Guests are housed in two-story bungalows, painted in bright pinks, blues, greens and yellows, fanned out along the beach so that each double room has an ocean view. Rooms have walk-in closets, color TVs, push-button phones, built-in hair dryers, refrigerators and private balconies. They’re decorated with furnishings and artwork from around the world–decidedly chic and expensive-looking. The technology is so sophisticated, the air-conditioning shuts off the second a door or window is opened.

The three restaurants, including two specialty restaurants with waiter service and tables for two, the lobby, the two bars and several smaller lounges are furnished in the same fashion. “Burmese rain drums by the bar! Carved Buddhas in the TV lounge!” (The artwork, collected from more than 35 countries, gets star treatment with its own weekly guided tour.)

Four years ago, Club Med also began planning a small number of special “theme weeks” around sports, food and celebrity guests. Two years ago, the program was expanded, with some 20 events planned this year.

Already concluded are weeklong food and wine festivals at San Salvador, Sandpiper in Florida and Huatulco in Mexico; a comedy festival at Cancun, during which pros taught improvisational skills to guests; and tennis week at Paradise Island in the Bahamas, where such former stars as Roscoe Tanner held court.

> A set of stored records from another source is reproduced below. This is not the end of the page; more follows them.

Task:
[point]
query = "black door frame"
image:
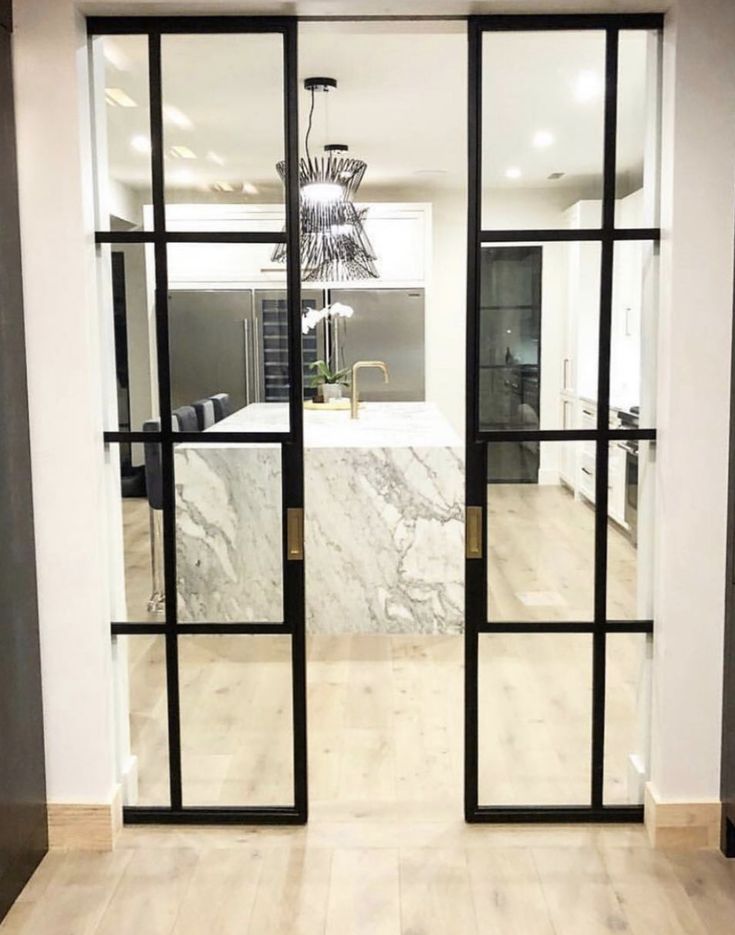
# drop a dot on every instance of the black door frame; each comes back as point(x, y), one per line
point(476, 440)
point(607, 235)
point(291, 442)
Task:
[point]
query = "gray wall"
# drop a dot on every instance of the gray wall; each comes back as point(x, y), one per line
point(23, 839)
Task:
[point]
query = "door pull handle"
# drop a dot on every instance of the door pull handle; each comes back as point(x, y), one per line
point(295, 534)
point(473, 532)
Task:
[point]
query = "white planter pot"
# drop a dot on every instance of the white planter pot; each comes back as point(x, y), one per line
point(330, 391)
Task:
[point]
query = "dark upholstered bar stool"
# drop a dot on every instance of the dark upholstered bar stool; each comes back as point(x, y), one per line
point(221, 403)
point(154, 492)
point(185, 419)
point(204, 409)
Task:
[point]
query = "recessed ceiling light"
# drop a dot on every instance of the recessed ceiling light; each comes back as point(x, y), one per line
point(543, 138)
point(115, 56)
point(116, 97)
point(588, 86)
point(182, 152)
point(322, 192)
point(141, 144)
point(177, 117)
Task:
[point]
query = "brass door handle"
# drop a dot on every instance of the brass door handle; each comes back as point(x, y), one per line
point(295, 534)
point(473, 531)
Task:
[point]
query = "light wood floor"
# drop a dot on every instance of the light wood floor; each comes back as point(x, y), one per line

The Hobie Cat sailing championships took place in May at Huatulco, and soccer stars put on a soccer clinic the same month at Punta Cana, Dominican Republic. At Sonoma Bay in Mexico, marine biologists led ocean-awareness workshops in June.

Most clubs also offer special rates for family reunions, with a family party thrown in. Families, indeed, have been the focus of some of the most intense marketing.

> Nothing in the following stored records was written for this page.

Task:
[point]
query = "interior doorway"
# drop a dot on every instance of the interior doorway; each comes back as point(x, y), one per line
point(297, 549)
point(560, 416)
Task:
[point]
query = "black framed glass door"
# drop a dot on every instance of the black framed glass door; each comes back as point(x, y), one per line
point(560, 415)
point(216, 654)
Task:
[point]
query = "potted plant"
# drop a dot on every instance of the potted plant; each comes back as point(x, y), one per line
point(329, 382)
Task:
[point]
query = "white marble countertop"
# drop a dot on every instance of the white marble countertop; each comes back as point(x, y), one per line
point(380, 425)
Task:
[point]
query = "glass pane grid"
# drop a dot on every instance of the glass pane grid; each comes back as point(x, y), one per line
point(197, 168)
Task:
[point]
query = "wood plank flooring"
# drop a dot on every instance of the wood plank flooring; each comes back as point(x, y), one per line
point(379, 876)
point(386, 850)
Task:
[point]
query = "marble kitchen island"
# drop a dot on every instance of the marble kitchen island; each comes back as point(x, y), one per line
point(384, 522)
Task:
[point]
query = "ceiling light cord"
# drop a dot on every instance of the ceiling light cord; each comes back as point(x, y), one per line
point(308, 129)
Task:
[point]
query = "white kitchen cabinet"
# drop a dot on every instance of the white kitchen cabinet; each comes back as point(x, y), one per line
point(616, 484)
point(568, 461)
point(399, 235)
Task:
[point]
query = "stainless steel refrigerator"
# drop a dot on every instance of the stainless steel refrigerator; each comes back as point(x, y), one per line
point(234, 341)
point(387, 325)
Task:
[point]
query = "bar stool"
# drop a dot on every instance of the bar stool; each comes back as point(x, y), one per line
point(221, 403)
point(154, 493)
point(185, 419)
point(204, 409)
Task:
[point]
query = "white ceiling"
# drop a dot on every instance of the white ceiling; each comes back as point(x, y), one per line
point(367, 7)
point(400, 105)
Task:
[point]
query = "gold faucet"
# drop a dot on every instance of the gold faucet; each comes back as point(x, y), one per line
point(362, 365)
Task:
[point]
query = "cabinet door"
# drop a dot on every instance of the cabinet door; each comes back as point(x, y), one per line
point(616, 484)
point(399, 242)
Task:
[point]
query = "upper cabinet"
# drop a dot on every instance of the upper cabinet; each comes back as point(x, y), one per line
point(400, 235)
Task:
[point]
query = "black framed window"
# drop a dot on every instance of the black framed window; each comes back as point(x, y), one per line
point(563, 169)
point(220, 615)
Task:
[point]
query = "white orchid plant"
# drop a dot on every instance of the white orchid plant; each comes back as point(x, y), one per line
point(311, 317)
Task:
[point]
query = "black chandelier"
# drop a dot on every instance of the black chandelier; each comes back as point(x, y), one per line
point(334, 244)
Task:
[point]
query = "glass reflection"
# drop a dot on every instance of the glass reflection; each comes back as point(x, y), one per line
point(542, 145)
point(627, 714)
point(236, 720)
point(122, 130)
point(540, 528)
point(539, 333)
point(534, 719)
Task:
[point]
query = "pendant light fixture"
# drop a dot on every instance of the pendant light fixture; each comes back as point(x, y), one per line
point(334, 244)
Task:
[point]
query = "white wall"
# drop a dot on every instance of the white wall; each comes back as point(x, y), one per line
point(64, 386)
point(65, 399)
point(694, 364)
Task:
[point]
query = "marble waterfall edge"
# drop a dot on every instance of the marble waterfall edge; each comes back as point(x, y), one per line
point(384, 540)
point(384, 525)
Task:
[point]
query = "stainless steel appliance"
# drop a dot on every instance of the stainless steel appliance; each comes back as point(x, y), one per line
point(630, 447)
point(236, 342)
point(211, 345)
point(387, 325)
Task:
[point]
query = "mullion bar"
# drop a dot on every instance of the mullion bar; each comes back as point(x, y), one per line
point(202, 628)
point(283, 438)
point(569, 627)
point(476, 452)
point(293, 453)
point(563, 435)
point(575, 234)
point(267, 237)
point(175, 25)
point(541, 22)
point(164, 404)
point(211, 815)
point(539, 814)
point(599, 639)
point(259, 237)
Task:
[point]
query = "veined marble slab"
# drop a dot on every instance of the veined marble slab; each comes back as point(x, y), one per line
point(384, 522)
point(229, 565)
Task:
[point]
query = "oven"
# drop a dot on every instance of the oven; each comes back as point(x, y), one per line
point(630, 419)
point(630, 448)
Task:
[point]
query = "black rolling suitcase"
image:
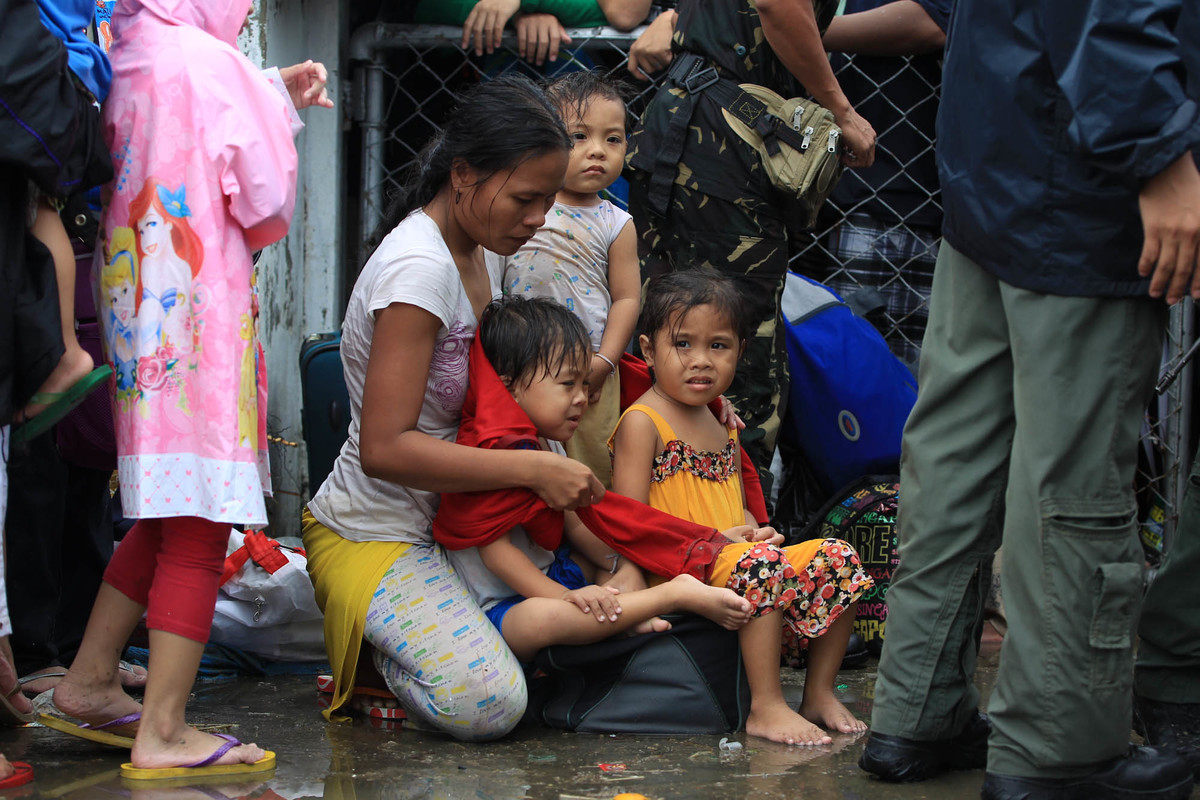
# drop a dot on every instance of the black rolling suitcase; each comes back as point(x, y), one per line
point(327, 403)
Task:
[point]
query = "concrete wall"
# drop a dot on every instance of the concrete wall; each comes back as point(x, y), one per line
point(300, 277)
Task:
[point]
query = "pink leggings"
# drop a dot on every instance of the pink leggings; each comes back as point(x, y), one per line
point(173, 567)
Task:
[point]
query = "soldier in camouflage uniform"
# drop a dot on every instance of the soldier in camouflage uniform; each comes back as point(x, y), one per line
point(719, 209)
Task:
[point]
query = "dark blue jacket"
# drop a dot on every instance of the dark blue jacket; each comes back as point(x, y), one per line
point(1054, 114)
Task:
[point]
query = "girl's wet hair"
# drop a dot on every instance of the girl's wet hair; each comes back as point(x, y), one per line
point(573, 92)
point(527, 338)
point(496, 126)
point(669, 296)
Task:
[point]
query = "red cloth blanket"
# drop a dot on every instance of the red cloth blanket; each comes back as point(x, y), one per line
point(491, 419)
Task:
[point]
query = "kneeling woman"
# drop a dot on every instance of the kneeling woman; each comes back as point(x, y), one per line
point(394, 607)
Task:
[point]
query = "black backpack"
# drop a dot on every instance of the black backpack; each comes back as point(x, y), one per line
point(687, 680)
point(864, 515)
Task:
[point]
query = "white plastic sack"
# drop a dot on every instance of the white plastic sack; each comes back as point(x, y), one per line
point(270, 615)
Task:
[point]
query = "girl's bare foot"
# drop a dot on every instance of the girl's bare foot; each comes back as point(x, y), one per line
point(653, 625)
point(827, 711)
point(717, 603)
point(72, 367)
point(187, 746)
point(364, 702)
point(777, 721)
point(36, 683)
point(96, 704)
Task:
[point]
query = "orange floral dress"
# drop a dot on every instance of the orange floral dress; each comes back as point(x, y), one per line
point(705, 487)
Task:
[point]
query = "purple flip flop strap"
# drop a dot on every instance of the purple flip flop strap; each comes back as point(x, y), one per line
point(114, 723)
point(229, 744)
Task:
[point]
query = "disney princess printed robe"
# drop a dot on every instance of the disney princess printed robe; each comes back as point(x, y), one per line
point(205, 174)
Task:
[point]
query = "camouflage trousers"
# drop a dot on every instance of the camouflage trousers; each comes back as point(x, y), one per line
point(702, 232)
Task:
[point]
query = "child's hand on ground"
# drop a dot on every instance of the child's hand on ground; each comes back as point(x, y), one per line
point(597, 600)
point(539, 37)
point(766, 534)
point(306, 84)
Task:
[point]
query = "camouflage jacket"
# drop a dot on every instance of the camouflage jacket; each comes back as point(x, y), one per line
point(715, 161)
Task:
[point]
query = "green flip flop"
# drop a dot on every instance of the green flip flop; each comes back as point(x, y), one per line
point(59, 404)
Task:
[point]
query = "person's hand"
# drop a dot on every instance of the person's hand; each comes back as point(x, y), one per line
point(306, 84)
point(597, 378)
point(857, 139)
point(629, 577)
point(738, 533)
point(727, 415)
point(595, 600)
point(651, 52)
point(485, 24)
point(539, 37)
point(1170, 218)
point(766, 534)
point(564, 483)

Some clubs–among them Sandpiper in Florida, Eleuthera in the Bahamas and Ixtapa in Mexico–now include Mini-Clubs, just for kids. Sandpiper takes infants as young as 4 months; St. Lucia in the West Indies prefers toddlers 2 years and older. And the Huatulco Club Med this year opened a Teen Club, with sports, activities and meals for teens 12 to 17. These Mini-Clubs offer traditional beach sports, plus kid-friendly activities such as circus workshops, pony rides and go-cart tracks.

The main constant among all the clubs is the staff, an international group of mostly twentysomething sports enthusiasts called Gentle Organizers (G.O.s for short).

The G.O.s have, shall we say, a multifaceted job description. The one leading the bike tour at 8 a.m. may also organize the table-tennis tournament after lunch, lead the trivia contest during happy hour, chat with guests at dinner, then perform a song-and-dance routine during the nightly 10 p.m. show.

Although most of the G.O.s are unfailingly polite and friendly, even perky–they almost have to be to endure that schedule–an encounter with the occasional rude one leaves a sour taste. And when things don’t work quite right, there is a tendency, in a sometimes-subtle but classically French way, to blame problems on the guests. None of that U.S.-style “the customer is always right” philosophy here.

For instance, I tried to call home for three days, carefully using the code supplied in my room. Unsuccessful, I finally dialed the front desk.

“You must be doing it wrong,” barked the attendant.

No, I followed your instructions exactly.

“You must have the wrong number,” she said.

No, I think I know my own number.

“Well, it should work,” she said haughtily, ending the conversation.

Well, yes, it should have–but I never did get a call through, and no one ever seemed to care.

To be fair, however, most perform even the silliest tasks with enthusiasm. One afternoon, three G.O.s dressed in 1920s-style striped bathing suits, complete with knickers, roamed among sunbathers, passing trays of chilled melon and pineapple slices. Daily, dozens gather in a clapping, singing mass in the lobby to welcome the new guests, hand out fruit punch and escort them personally to their rooms.

Other G.O.s patiently teach guests, even the ones with minimal hand-eye coordination, how to sail, water-ski, wind-surf, play tennis or do step aerobics. They want guests to have a good time. That’s their job. And mostly they succeed.

After all, even the San Salvador sun dance worked. Barely half an hour after its conclusion, the remaining clouds melted away. The rest of the week was beautiful.